Birkaç ihtimal var. Bir tanesi, AKP-MHP ittifakının, Bahçeli üzerinden ABD’ye sesleniyor oluşu. Zira bu mesaj, “Bizi görmezden gelmeyin, Avrasya tarafına yakınlaşırız” gibi bir anlam da içeriyor. Erdoğan, zamanında ABD’nin kendisine karşı mesafe almasına karşılık Rusya ile S-400 anlaşmasına gitmişti. Türkiye’nin bu tür hamlelerle Batı’ya karşı pazarlık gücünü artırabileceğine ilişkin yaygın bir kanaat var.

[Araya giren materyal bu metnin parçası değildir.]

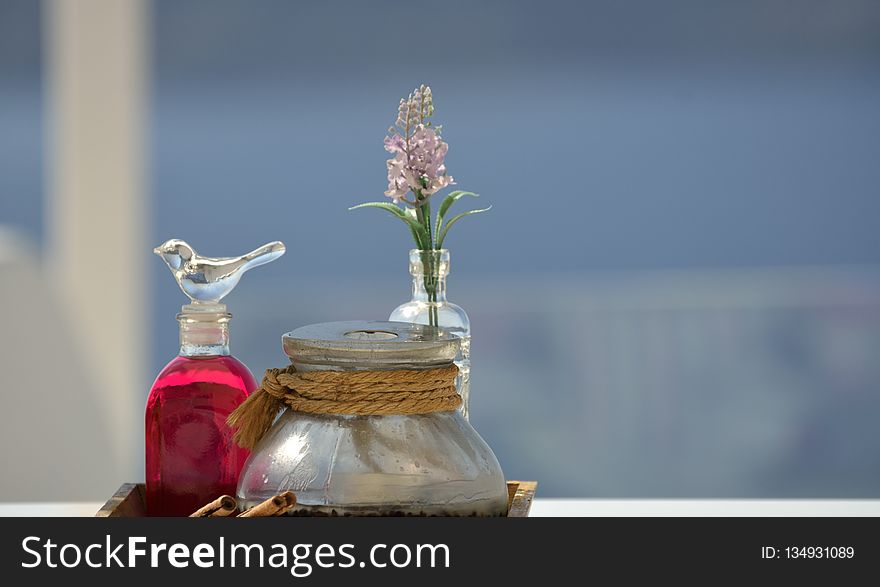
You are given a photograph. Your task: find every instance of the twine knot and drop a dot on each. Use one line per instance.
(373, 393)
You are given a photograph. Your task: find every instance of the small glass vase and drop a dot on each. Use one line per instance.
(430, 306)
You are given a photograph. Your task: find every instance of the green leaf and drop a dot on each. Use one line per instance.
(450, 199)
(418, 231)
(444, 207)
(455, 219)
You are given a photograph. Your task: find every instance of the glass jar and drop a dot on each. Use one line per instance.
(429, 305)
(419, 464)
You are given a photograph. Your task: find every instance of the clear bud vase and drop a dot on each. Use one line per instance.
(430, 306)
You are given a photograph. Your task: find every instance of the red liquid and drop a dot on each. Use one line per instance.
(191, 458)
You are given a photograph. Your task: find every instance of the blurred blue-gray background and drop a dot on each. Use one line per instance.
(677, 292)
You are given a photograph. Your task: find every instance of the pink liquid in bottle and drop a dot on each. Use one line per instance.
(191, 458)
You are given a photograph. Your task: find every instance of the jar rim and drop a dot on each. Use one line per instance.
(363, 344)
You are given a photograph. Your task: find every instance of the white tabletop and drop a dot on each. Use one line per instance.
(550, 507)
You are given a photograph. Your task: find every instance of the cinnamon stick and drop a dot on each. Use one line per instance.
(220, 507)
(277, 505)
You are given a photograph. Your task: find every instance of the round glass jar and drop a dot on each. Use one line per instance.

Yani dönem dönem, Batı’nın gözünde daha değerli bir partner haline gelebilmek için ters tarafa sinyal çakmak gibi bir taktik işletilebiliyor. Ki Trump-Erdoğan görüşmesinde, Türkiye’nin F-35 programına dahil edilmesinin masaya yatırılacağı düşünüldüğünde, Bahçeli’nin sözleri zamansal çizelgede makul bir yere oturuyor. Buraya Suriye/Ortadoğu’daki gelişmelerden ve İsrail’in bölgedeki hamlelerinden duyulan rahatsızlığı da ekleyebiliriz.

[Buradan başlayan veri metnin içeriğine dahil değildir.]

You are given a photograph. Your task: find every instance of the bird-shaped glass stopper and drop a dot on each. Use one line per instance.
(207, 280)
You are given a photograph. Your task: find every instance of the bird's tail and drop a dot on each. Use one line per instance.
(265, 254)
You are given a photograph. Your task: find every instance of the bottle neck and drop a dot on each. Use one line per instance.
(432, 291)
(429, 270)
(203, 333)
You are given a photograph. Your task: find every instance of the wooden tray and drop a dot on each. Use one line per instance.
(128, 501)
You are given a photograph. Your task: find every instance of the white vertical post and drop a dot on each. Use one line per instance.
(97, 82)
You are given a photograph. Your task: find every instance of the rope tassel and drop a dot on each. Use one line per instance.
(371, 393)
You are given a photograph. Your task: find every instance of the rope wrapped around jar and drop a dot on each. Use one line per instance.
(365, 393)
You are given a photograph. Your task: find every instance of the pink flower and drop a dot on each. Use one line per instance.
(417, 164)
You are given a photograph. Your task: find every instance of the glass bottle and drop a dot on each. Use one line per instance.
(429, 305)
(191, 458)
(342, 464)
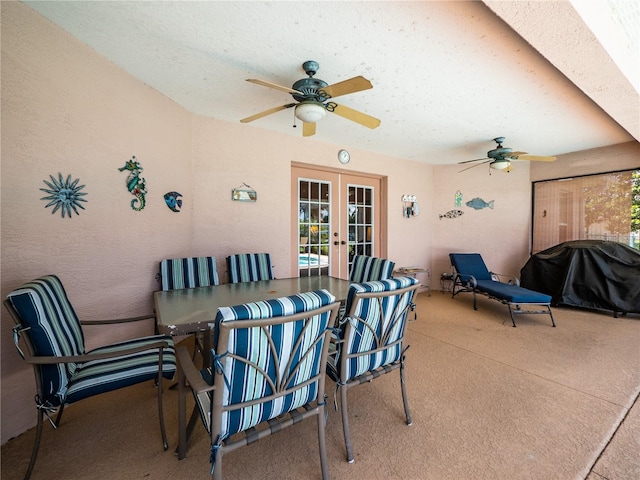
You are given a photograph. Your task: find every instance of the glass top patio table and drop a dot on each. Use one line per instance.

Bir diğer ihtimal de ittifak içi hesaplarla ilgili… Henüz bir kriz veya çatlak değil belki ama AKP ile MHP arasında bir şeyler birikiyor. Bunu zaman zaman bürokrasideki itişmelerden, düzenlenen operasyonlardan ve Erdoğan’ın imzasıyla yapılan atamalardan izleyebilmek mümkün. Yaşanan sorunlar üzerinden “ittifak çatlıyor” gibi abartılı ve yanıltıcı yorumlar yapmamak gerek tabii. Hâlâ paylaştıkları ve çıkar sağladıkları koca bir düzen yerli yerinde duruyor. Fakat her şeye rağmen Bahçeli’nin çıkışı için, “ittifak tahtasına atılan bir çentik mi?” diye de düşünmek gerek. Eğer cevap buysa, bugün söylediği sözler, ittifakın ve siyasetin dengelerinde uzun vadede açığa çıkabilecek gelişmeler paralelinde daha belirgin tutumların basamaklarına dönüşebilir. Yani belki de Bahçeli, MHP’nin rahatsızlıklarını politik açıdan “estetize” ederek dile getiriyordur.

İhtimaller içinde hakikatin ne olduğunu hiç şüphe yok ki zamanla öğreneceğiz.